DÄB_DMP_Beitragsgrafik_2240x1200px
©Lilly Deutschland GmbH

Nach jahrelangem Ringen wurde das Disease Management Programm (DMP) Adipositas vom Gemeinsamen Bundesausschuss (G-BA) verabschiedet, vom Bundesgesundheitsministerium bewilligt, im Bundesanzeiger veröffentlicht und ist am 1. Juli 2024 in Kraft getreten. Aktuell laufen auf Ebene der Kassenärztlichen Vereinigungen Verhandlungen mit den Kassen zu entsprechenden Versorgungsverträgen, doch bisher wurden noch keine Verträge zwischen Kostenträgern und Leistungserbringern abgeschlossen. Sobald eine Krankenkasse einen solchen Vertrag geschlossen hat, können sich die Versicherten bei ihrem Hausarzt oder ihrer Hausärztin in das DMP einschreiben [1, 2, 3].

Ziel des DMP ist es, die Versorgung von Menschen mit Adipositas zu verbessern und damit den Verlauf der chronischen Erkrankung durch eine strukturierte leitliniengerechte Behandlung positiv zu beeinflussen [1, 2]. Es ist insbesondere deshalb so dringend erforderlich, weil die Adipositasprävalenz (Abb. 1) unter anderem in Deutschland seit vielen Jahren sehr hoch ist [4, 5]. Mit der Corona-Pandemie sind die Zahlen noch einmal rapide angestiegen. Zugleich entwickeln auch immer mehr jüngere Menschen eine Adipositas. Das neue DMP könnte ein geeigneter Hebel für das Problem der steigenden Prävalenz sein.
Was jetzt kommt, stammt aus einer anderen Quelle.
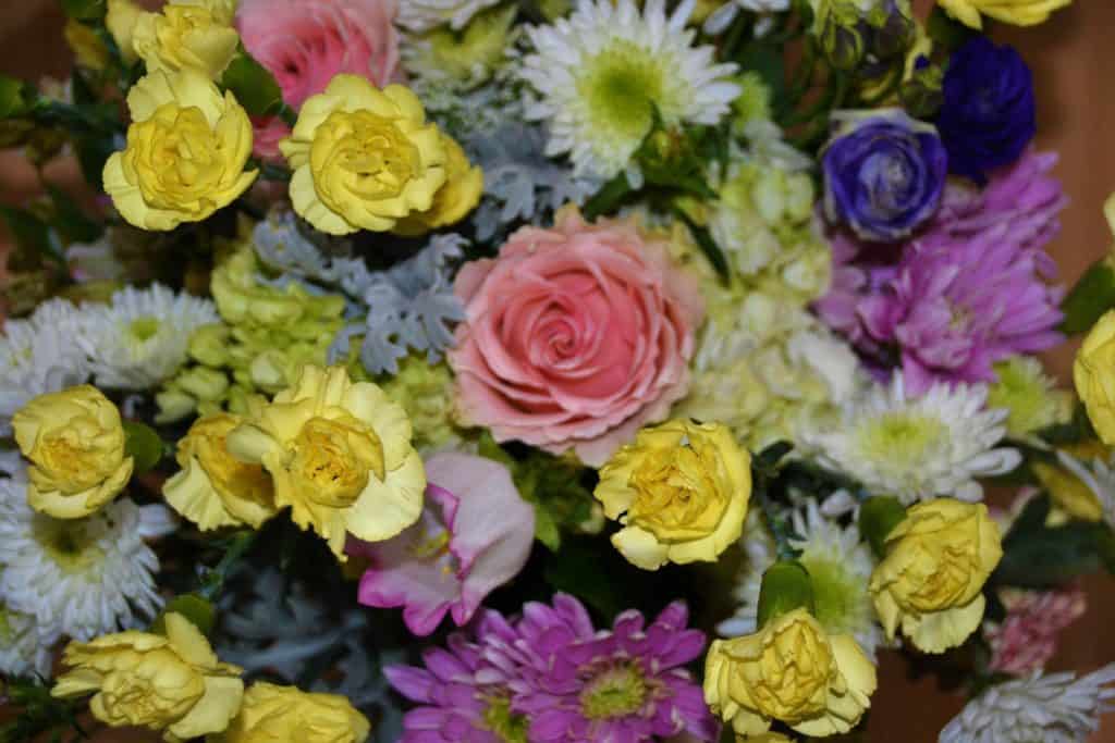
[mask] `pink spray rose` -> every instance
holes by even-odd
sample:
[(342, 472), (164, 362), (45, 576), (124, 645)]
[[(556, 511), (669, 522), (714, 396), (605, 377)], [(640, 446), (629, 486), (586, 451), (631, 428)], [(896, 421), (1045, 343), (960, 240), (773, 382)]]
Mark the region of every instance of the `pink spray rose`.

LILLY_R_2024_007_Mounjaro_Inhaltsslider_1284x400_Adipositas
Abbildung 1 Prävalenz Adipositas nach Daten der WHO und des Robert Koch-Instituts [4, 5] ©Lilly Deutschland GmbH

Hoher körperlicher und psychischer Leidensdruck

Derzeit erhalten Menschen mit Adipositas viel zu wenig therapeutische Unterstützung. Die allermeisten von ihnen sind unglücklich mit ihrem Gewicht und haben sehr viel versucht, um abzunehmen. Sie haben aufgrund diverser Begleiterkrankungen wie Diabetes, Bluthochdruck oder Rückenschmerzen sowie dem erhöhten Risiko für Krebserkrankungen oder Gelenkbeschwerden einen hohen Leidensdruck (Abb. 2) [6, 7]. All dies belastet sie nicht nur körperlich, sondern auch psychisch stark. Die Praxiserfahrung zeigt, dass viele es als große Entlastung empfinden, wenn sie von ihren Ärztinnen und Ärzten aktiv auf das Problem angesprochen werden und konkrete Hilfsangebote erhalten.
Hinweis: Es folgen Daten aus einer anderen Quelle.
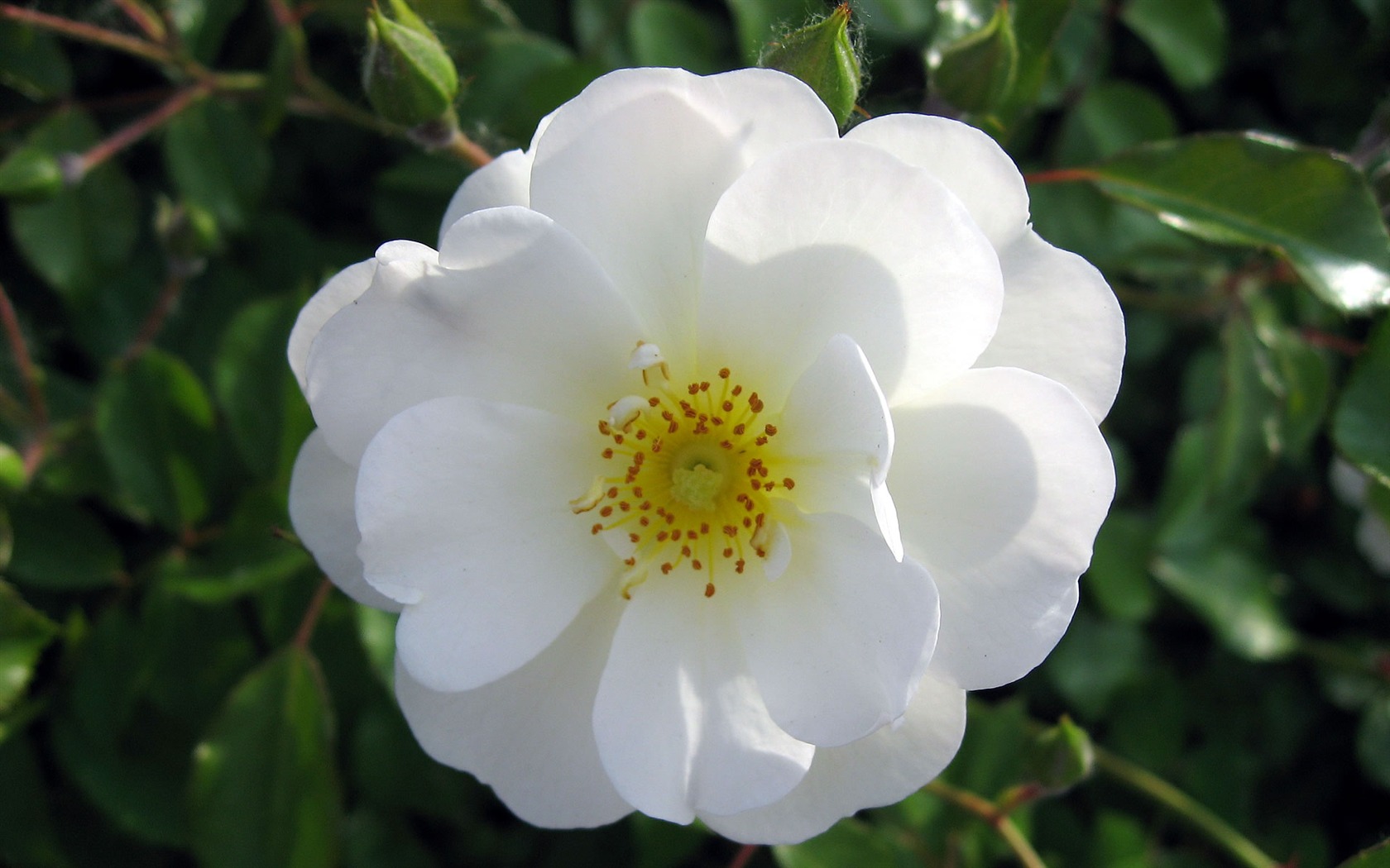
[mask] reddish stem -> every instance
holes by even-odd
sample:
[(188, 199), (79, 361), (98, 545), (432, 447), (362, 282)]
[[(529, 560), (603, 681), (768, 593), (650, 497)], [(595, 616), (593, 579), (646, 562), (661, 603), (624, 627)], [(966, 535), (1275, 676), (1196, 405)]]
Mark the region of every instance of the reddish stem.
[(81, 157), (79, 172), (75, 172), (78, 178), (88, 174), (93, 168), (101, 165), (110, 160), (114, 154), (121, 150), (135, 144), (143, 139), (150, 131), (160, 128), (167, 124), (174, 115), (183, 111), (195, 101), (203, 99), (213, 90), (213, 86), (207, 82), (200, 85), (193, 85), (192, 87), (185, 87), (174, 96), (171, 96), (163, 106), (152, 111), (150, 114), (132, 121), (131, 124), (115, 131), (104, 140), (93, 144)]
[(1041, 172), (1029, 172), (1023, 175), (1023, 181), (1029, 185), (1068, 183), (1072, 181), (1095, 181), (1098, 176), (1095, 169), (1045, 169)]
[(314, 596), (309, 599), (309, 607), (304, 610), (304, 618), (299, 622), (299, 629), (295, 631), (295, 647), (300, 650), (309, 649), (309, 640), (314, 637), (314, 626), (318, 624), (318, 615), (322, 614), (324, 603), (328, 601), (328, 593), (332, 589), (334, 583), (327, 576), (314, 589)]
[(738, 853), (735, 853), (734, 858), (728, 862), (728, 868), (745, 868), (749, 860), (753, 858), (755, 853), (758, 853), (758, 844), (744, 844), (742, 847), (738, 849)]
[(24, 381), (24, 390), (29, 399), (29, 412), (33, 415), (33, 440), (24, 450), (24, 472), (32, 476), (43, 461), (43, 453), (49, 444), (49, 404), (43, 400), (43, 389), (39, 386), (39, 372), (33, 367), (29, 356), (29, 344), (24, 340), (24, 331), (19, 328), (19, 317), (10, 301), (10, 293), (0, 285), (0, 326), (4, 328), (6, 340), (14, 354), (14, 365), (19, 369), (19, 379)]
[(85, 24), (82, 21), (72, 21), (71, 18), (63, 18), (61, 15), (50, 15), (38, 10), (28, 10), (11, 3), (0, 3), (0, 18), (32, 24), (33, 26), (53, 31), (54, 33), (60, 33), (68, 39), (106, 46), (108, 49), (115, 49), (117, 51), (125, 51), (126, 54), (135, 54), (136, 57), (153, 60), (157, 64), (167, 64), (172, 60), (170, 53), (165, 51), (163, 46), (157, 46), (145, 39), (117, 33), (115, 31), (99, 28), (93, 24)]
IC Lilly Mounjaro DMP Abb2 neu
Abbildung 2 Die Grafik zeigt einen menschlichen Körper und gibt einen Überblick über mögliche Komplikationen und Folgeerkrankungen der Adipositas. ©Lilly Deutschland GmbH

Zugangskriterien und Bausteine des DMP

Als Kriterien für den Zugang zum DMP gelten Adipositas Grad II und III (BMI von mehr als 35 kg/m2) sowie Adipositas Grad I (BMI von 30–34,9 kg/m2) mit mindestens einer Begleiterkrankung (Typ-2-Diabetes, arterielle Hypertonie, Schlafapnoe, stabile chronische Herzinsuffizienz, stabile koronare Herzkrankheit, Prädiabetes).

Das DMP Adipositas umfasst – je nach Adipositasgrad und ggf. vorhandenen Begleiterkrankungen – verschiedene Bausteine. An erster Stelle steht die Basistherapie in Form einer Lebensstilintervention, also Beratung zu einem gesunden Ernährungsverhalten und mehr Bewegung. Dabei ist es wichtig, nicht von Sport zu sprechen, weil allein dieses Wort viele Menschen mit Adipositas abschreckt. Vielmehr geht es um Alltagsbewegung wie einen flotteren Spaziergang, bei dem man die Strecke von Mal zu Mal ein wenig steigert. Bei einem BMI zwischen 30 und 40 kg/m2 können auch digitale Gesundheitsanwendungen (DiGA) verordnet werden, nach Ausschöpfen aller konservativen Behandlungsoptionen und bei einem BMI über 40 kg/m2 bzw. über 35 kg/m2 mit erheblichen Begleiterkrankungen kommt auch die bariatrische Chirurgie als Behandlungsoption infrage [8].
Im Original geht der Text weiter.